3proxy: Multi-Protocol Proxy Server - AI-Optimized Reference
Overview
Technology: Lightweight multi-protocol proxy server (BSD licensed since 2002)
Core Value: Single binary handles HTTP/HTTPS, SOCKS4/5, DNS proxy, and port forwarding
Resource Footprint: 3-12MB RAM, ~4MB disk space
Use Cases: Development testing, corporate firewalls, privacy chains, legacy system bridging
Critical Success Factors
Why Choose 3proxy Over Alternatives
- Multi-protocol support: Unlike Squid (HTTP only) or Dante (SOCKS only), handles all protocols properly
- Resource efficiency: 3MB vs Squid's 150MB idle RAM usage
- Cross-platform consistency: Same config works Windows/Linux (unlike nginx)

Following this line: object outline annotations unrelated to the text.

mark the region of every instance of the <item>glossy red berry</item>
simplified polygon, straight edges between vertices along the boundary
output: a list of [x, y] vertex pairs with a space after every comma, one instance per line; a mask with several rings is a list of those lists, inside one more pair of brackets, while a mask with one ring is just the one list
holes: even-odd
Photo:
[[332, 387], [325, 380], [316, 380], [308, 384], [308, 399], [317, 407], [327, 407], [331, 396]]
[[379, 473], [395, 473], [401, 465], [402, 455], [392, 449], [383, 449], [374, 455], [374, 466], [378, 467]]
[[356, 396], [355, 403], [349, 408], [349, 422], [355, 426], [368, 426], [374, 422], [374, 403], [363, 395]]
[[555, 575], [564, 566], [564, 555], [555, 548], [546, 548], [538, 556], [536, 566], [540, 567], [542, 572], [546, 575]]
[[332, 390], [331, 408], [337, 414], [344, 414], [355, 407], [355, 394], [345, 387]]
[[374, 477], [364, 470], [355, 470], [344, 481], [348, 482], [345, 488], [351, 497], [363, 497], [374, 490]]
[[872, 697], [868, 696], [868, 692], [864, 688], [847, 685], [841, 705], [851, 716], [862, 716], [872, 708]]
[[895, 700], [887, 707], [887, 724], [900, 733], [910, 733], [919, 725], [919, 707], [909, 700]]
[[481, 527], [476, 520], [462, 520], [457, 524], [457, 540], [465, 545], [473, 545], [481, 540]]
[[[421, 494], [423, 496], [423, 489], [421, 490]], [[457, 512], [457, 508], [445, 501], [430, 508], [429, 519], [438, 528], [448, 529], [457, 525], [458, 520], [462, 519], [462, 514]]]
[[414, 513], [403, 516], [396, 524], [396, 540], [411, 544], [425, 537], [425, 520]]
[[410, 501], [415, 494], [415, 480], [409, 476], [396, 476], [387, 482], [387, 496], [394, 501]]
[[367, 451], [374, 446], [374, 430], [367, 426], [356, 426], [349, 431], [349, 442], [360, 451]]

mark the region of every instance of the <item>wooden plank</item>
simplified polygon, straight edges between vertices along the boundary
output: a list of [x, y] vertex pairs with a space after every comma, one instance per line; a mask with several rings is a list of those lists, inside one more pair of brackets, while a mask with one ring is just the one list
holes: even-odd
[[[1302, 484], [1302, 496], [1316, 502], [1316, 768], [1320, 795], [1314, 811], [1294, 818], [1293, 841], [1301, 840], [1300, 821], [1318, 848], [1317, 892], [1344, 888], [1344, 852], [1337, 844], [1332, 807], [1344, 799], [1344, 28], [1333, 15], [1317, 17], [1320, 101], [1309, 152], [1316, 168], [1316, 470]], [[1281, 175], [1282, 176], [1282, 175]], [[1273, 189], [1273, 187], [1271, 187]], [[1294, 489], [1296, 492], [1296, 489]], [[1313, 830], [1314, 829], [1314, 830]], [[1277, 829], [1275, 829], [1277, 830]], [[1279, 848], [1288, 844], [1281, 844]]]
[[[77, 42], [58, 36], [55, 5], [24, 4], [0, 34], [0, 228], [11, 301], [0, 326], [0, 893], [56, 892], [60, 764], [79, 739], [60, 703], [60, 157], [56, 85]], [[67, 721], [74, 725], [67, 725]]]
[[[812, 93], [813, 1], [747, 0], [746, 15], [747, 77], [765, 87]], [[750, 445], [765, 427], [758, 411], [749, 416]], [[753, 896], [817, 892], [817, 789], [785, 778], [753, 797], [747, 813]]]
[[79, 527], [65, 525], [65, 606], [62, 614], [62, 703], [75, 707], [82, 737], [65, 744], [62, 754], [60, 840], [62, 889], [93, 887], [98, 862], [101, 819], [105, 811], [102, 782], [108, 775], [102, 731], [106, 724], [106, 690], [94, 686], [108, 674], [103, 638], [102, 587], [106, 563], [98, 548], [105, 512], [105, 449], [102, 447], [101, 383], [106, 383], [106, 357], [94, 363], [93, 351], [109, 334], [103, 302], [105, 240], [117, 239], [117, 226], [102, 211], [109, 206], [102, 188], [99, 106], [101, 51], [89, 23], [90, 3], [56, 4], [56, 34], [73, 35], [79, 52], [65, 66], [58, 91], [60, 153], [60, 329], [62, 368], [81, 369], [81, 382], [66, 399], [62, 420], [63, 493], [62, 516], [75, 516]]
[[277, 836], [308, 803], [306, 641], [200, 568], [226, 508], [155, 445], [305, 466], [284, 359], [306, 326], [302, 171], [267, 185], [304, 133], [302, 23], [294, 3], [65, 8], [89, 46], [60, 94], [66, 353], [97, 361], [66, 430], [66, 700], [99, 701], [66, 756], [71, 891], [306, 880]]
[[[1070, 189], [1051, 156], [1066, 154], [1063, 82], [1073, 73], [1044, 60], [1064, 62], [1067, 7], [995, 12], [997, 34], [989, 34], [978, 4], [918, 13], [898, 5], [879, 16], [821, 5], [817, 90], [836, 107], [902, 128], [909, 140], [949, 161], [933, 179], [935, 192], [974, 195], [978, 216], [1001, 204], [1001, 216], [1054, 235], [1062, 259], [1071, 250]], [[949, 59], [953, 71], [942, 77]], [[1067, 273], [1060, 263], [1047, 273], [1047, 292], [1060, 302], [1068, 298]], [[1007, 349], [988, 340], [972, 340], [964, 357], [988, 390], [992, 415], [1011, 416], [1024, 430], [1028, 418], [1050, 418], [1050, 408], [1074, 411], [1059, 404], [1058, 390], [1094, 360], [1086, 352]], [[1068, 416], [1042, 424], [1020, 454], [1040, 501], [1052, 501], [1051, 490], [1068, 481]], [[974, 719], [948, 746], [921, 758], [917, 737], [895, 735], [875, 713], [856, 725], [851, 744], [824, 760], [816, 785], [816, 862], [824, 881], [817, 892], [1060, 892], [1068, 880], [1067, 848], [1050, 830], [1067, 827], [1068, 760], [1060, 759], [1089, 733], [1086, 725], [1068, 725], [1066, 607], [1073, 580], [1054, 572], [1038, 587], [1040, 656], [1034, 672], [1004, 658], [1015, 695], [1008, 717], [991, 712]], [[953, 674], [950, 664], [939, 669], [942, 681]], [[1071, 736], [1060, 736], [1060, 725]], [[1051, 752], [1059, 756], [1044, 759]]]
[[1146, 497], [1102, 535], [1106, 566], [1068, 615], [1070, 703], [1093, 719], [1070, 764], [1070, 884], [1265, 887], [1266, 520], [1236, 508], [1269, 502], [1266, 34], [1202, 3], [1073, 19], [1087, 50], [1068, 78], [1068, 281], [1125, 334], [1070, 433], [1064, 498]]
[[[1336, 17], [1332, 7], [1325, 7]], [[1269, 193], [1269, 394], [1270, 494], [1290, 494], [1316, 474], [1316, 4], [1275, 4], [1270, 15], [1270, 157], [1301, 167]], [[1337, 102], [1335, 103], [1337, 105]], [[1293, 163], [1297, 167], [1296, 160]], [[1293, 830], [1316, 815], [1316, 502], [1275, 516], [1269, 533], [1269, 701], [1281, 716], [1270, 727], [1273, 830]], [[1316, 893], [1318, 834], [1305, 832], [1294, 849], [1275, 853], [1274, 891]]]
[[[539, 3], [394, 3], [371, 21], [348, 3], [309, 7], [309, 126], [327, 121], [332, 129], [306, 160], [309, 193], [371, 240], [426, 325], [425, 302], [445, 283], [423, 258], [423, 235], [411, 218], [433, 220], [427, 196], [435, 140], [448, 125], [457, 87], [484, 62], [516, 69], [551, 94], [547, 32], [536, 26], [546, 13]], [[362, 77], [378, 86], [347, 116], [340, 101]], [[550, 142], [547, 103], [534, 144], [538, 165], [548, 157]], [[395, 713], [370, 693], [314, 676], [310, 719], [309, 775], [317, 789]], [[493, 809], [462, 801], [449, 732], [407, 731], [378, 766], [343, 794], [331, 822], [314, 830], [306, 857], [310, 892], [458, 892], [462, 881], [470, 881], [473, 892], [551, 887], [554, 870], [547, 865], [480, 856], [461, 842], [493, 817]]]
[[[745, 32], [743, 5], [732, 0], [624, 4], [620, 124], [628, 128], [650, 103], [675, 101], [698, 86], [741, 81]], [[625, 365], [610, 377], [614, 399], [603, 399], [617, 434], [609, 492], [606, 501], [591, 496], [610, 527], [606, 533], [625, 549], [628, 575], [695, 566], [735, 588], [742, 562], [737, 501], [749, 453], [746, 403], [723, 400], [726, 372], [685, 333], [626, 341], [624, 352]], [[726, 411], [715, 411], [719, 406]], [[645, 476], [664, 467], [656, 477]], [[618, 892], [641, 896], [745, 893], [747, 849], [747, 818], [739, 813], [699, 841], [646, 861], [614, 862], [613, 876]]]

- Thread-based architecture: Avoids memory explosion of forking proxies (2MB per connection)
Performance Thresholds
- Connection limits: 800-1000 concurrent connections before file descriptor limits
- Memory scaling: 3MB idle → 12MB at 200-300 connections
- Breaking point: Default 1024 connection limit, then refuses new connections
- Bandwidth impact: Each proxy hop adds latency, performance degrades significantly
Implementation Configuration
Installation Critical Paths
Linux Installation
git clone https://github.com/3proxy/3proxy
cd 3proxy
ln -s Makefile.Linux Makefile # CRITICAL: Wrong Makefile = useless errors
make
sudo make install
Prerequisites:
- Ubuntu/Debian:
build-essential
required or "gcc: command not found" - CentOS 7: Use
Makefile.Linux-gcc
or compilation fails - Alpine Linux: Assumes glibc, requires modifications
System-specific failures:
- SELinux blocks service execution until correct context set
- Binary locations vary:
/usr/local/bin/
(Ubuntu) vs/usr/sbin/
(CentOS)
Windows Installation
- Download pre-built binaries from GitHub releases
- CRITICAL: Whitelist folder in antivirus BEFORE extraction
- Extract to
C:\3proxy\
- Run
3proxy --install
as administrator (fails silently otherwise)
Windows-specific issues:
- Antivirus quarantines even after whitelisting
- Windows firewall blocks by default
- Corporate DLL restrictions break binary
- File paths must use forward slashes everywhere
Configuration That Works
Basic Working Config
# User authentication
users testuser:CL:testpass
# HTTP proxy on port 3128
proxy -p3128
# SOCKS proxy on port 1080
socks -p1080
# REQUIRED: Allow connection or all requests rejected
allow testuser
Critical requirements:
allow
line mandatory or "access denied" with no explanation- Use
mycrypt
for password hashing in production (notCL
cleartext) - Config reload with
kill -USR1
but fails silently on syntax errors - Always test with
3proxy -t
before production reload
File Structure
- Pre-chroot config:
/etc/3proxy/3proxy.cfg
(system settings) - Main config:
/usr/local/3proxy/conf/3proxy.cfg
(proxy definitions) - Forward slashes required even on Windows
- Different distros place service files inconsistently
Failure Modes and Solutions
Common Breaking Points
- Antivirus false positives: All major antivirus flags proxy software
- Solution: Whitelist before download, not after quarantine
- File descriptor limits: Default 1024 connections then hard stop
- Solution:
ulimit -n 65536
+maxconn 10000
in config
- Solution:
- Config syntax errors: Reload fails, keeps old config, cryptic errors
- Solution: Always
3proxy -t
before reload
- Solution: Always
- Memory limits on embedded systems: 4MB binary too large for some routers
- Solution: Use separate binaries (
socks
,proxy
) saves ~500KB
- Solution: Use separate binaries (
Protocol-Specific Issues
- SOCKS5 UDP: Many implementations ignore this, 3proxy actually supports it
- HTTPS tunneling: CONNECT method implementation works properly (unlike some alternatives)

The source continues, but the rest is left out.